Hace tiempo… tal como un año, miraba al suelo y allí tampoco estaba. ¿Dónde me he dejado la autoestima? Pensaba yo. Me veía poco más que un saco inútil. Físicamente también, pero sobre todo alguien me hacía pensar que nunca estaba a la altura, por más que yo hiciese, siempre acaba con la sensación de no alcanzar nunca lo que se exigía de mi, lo que se supone que yo debía ser ¿Me explico?… Parecía que no me merecía nada… porque no gustaba tal como soy…. Conflictos internos, luchas horribles, lágrimas agrias y desconsoladas porque no me valoraba. Porque todo era culpa mía… Yo era la responsable directa de todo lo malo que acontecía. Si el mundo se venía abajo ¿también?…
Hay personas que creen no poseer ese brillo que todos tenemos, y lo más fácil es buscar el modo de quitarlo, “si yo estoy amargado, tú también”… Así no nos deslumbra, así nos sentiremos un poco menos inferiores… y me parece infinitamente triste… pero es real. Es verdad que hay personas que dañan las autoestimas ajenas porque las suyas están tan deterioradas que no lo pueden soportar… Otras veces las quitamos sin darnos cuenta de que lo estamos haciendo… pero esas creo que son las de menos. ¿Hasta que punto somos conscientes de que no tener autoestima es un impedimento para disfrutar de la vida?… ¿En que punto nos percatamos de verdad de la buena de que necesitamos pasar por chapa y pintura para restaurarla?…
Yo me di cuenta, en parte porque tengo personas a mi lado maravillosas de verdad que me recordaban a menudo que soy especial. No para todo el mundo, pero para las personas que de verdad me quieren si que lo soy… pero lo autentico es creérselo uno mismo, saberse especial porque si. No porque se tiene esto, o soy más alta, o más guapa, o más inteligente, sino porque somos especiales, porque en conjunto tenemos “el brillo”.

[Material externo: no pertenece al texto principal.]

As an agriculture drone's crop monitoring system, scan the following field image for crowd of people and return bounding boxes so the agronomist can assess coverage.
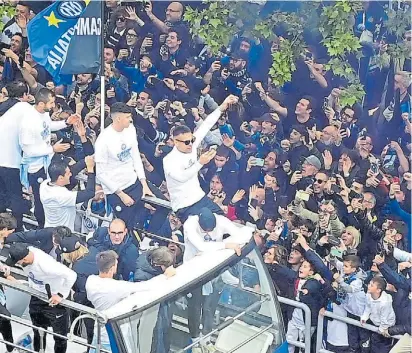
[0,0,412,353]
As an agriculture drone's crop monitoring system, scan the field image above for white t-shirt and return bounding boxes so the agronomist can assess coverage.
[163,108,222,212]
[0,102,34,169]
[23,246,77,298]
[19,108,67,173]
[183,215,251,262]
[40,179,77,230]
[95,125,146,195]
[86,275,156,344]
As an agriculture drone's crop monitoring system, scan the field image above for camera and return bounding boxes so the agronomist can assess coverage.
[330,184,342,194]
[370,162,379,174]
[328,235,340,246]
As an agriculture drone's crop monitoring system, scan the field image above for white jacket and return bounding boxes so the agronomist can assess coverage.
[334,260,366,316]
[23,246,77,298]
[361,292,396,332]
[183,214,251,262]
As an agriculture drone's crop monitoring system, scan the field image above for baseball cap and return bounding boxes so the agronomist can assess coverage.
[60,236,80,253]
[6,243,29,266]
[305,154,322,169]
[50,153,71,166]
[259,113,280,125]
[186,56,202,68]
[199,207,216,232]
[230,50,247,60]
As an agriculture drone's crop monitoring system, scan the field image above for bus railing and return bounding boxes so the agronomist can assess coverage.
[0,277,110,353]
[316,311,402,353]
[278,296,312,353]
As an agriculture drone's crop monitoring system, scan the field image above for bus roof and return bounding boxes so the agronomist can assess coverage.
[102,227,254,319]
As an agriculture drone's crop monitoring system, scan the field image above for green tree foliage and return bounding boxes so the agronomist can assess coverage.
[185,0,411,105]
[384,1,411,66]
[319,0,365,106]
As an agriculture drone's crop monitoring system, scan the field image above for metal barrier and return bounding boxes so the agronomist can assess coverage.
[278,296,312,353]
[0,277,109,353]
[316,311,402,353]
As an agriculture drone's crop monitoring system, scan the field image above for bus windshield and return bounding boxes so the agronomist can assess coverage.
[110,249,284,353]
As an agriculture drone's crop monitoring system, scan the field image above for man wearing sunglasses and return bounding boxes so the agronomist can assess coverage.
[163,95,238,222]
[183,207,248,353]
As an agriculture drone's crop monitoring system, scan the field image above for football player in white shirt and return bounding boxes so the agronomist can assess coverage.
[40,155,95,231]
[163,95,239,222]
[95,103,168,229]
[0,81,33,231]
[19,88,79,228]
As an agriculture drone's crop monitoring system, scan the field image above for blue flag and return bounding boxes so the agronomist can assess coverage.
[27,0,102,83]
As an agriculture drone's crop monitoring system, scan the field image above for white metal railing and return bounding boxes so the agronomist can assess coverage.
[0,277,110,353]
[316,311,402,353]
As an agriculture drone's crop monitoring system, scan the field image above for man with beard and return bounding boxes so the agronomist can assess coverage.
[157,28,189,76]
[305,171,330,213]
[221,51,252,96]
[6,243,77,353]
[67,73,100,111]
[288,155,322,198]
[315,125,342,160]
[163,96,238,222]
[281,125,310,170]
[115,54,157,93]
[128,91,162,142]
[252,113,283,154]
[283,96,319,133]
[355,135,377,179]
[19,88,79,228]
[170,56,206,92]
[163,77,197,107]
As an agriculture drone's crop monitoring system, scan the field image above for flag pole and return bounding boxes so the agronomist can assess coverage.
[100,0,106,131]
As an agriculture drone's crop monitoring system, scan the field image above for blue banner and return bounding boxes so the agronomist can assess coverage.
[27,0,102,82]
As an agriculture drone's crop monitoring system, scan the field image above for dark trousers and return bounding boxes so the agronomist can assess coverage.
[0,302,14,352]
[0,167,26,231]
[326,342,349,353]
[29,297,69,353]
[29,168,47,229]
[187,286,221,338]
[107,180,169,233]
[176,195,224,223]
[371,332,393,353]
[347,313,370,353]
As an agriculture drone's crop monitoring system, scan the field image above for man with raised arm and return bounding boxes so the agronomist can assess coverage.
[163,95,238,222]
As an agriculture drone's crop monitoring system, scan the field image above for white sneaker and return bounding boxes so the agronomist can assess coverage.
[202,342,218,353]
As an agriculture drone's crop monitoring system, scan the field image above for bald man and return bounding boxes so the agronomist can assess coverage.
[87,218,139,281]
[145,1,183,33]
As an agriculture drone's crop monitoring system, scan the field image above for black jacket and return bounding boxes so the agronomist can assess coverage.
[378,263,411,335]
[87,227,139,281]
[134,251,163,282]
[4,227,54,254]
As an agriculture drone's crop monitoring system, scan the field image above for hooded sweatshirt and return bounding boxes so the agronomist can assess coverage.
[336,261,366,316]
[361,292,396,332]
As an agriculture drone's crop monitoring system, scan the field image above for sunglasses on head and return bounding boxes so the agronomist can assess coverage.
[176,136,196,146]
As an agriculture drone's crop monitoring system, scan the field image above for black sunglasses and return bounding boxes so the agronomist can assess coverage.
[176,136,196,146]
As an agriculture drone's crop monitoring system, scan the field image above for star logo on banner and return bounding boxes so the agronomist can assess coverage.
[44,11,66,28]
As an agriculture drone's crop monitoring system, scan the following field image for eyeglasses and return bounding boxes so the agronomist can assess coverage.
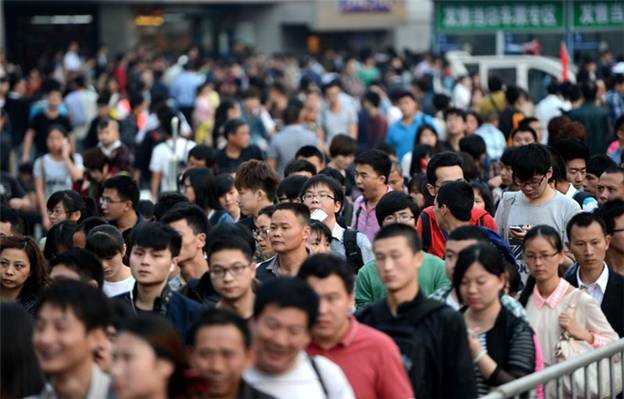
[210,265,250,279]
[302,193,334,201]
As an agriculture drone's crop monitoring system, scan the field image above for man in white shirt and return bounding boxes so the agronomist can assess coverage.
[243,278,355,399]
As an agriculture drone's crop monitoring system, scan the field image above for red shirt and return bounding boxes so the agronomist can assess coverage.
[416,206,498,259]
[307,317,414,399]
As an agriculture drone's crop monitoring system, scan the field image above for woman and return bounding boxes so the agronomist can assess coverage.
[110,314,187,399]
[0,303,44,399]
[453,244,535,396]
[181,168,234,226]
[0,236,48,317]
[215,173,241,222]
[520,225,618,367]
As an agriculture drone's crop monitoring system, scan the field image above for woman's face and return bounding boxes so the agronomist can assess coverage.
[459,262,505,310]
[0,248,30,291]
[110,332,174,399]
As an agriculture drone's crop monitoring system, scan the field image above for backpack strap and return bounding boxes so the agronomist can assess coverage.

Si vamos desmontándonos a cachitos, claro que habrá muchas cosas mejorables, o que no nos gustan o que nos disgustan hasta extremos… pero si nos fijamos en el grano de la nariz y no nos fijamos en los ojos grandes… desvirtuamos toda la realidad… Y el primer paso de sanar heridas en la autoestima es creer que somos maravillosos. Yo me lo escribí en todas partes “soy maravillosa”… no porque sea muy guapa, muy inteligente, muy de todo. No. Porque SI y punto. No hay más. Porque no soy menos que nadie, ni nadie es menos que yo, porque me merezco todo lo bueno que me pasa, y lo que me pasa malo no me lo merezco pero más de una y de dos veces si que me lo he buscado yo solita.
Quererse a uno mismo, valorarse, ser consciente de que somos mucho más que los “muy” que se nos exigen desde el exterior es importantísimo. No puedo soportar ver a personas que quiero con la autoestima hecha añicos. No. Me niego. Y trato de repararla en la medida de lo posible, y lanzo ¿al aire? Un derroche de virtudes que tiene aunque no las vea, la autoestima nace en nosotros y somos nosotros los únicos responsables de cuidarla, quererla, y amamantarla para que sea fuerte y resista los muchos golpes que se lleva en la vida…
Me parece un ejercicio sano, muy sano, alimentarla a base de “me merezco un capricho” “se me dan muy bien las matemáticas” (a mi no desde luego) e ir paso a paso dándonos cuenta de que SOY ESPECIAL. No, no somos perfectos, ni falta que nos hace. Baste sentirnos especiales y brillar, aunque ese brillo a veces ciegue a los demás porque han olvidado mirar su propio brillo.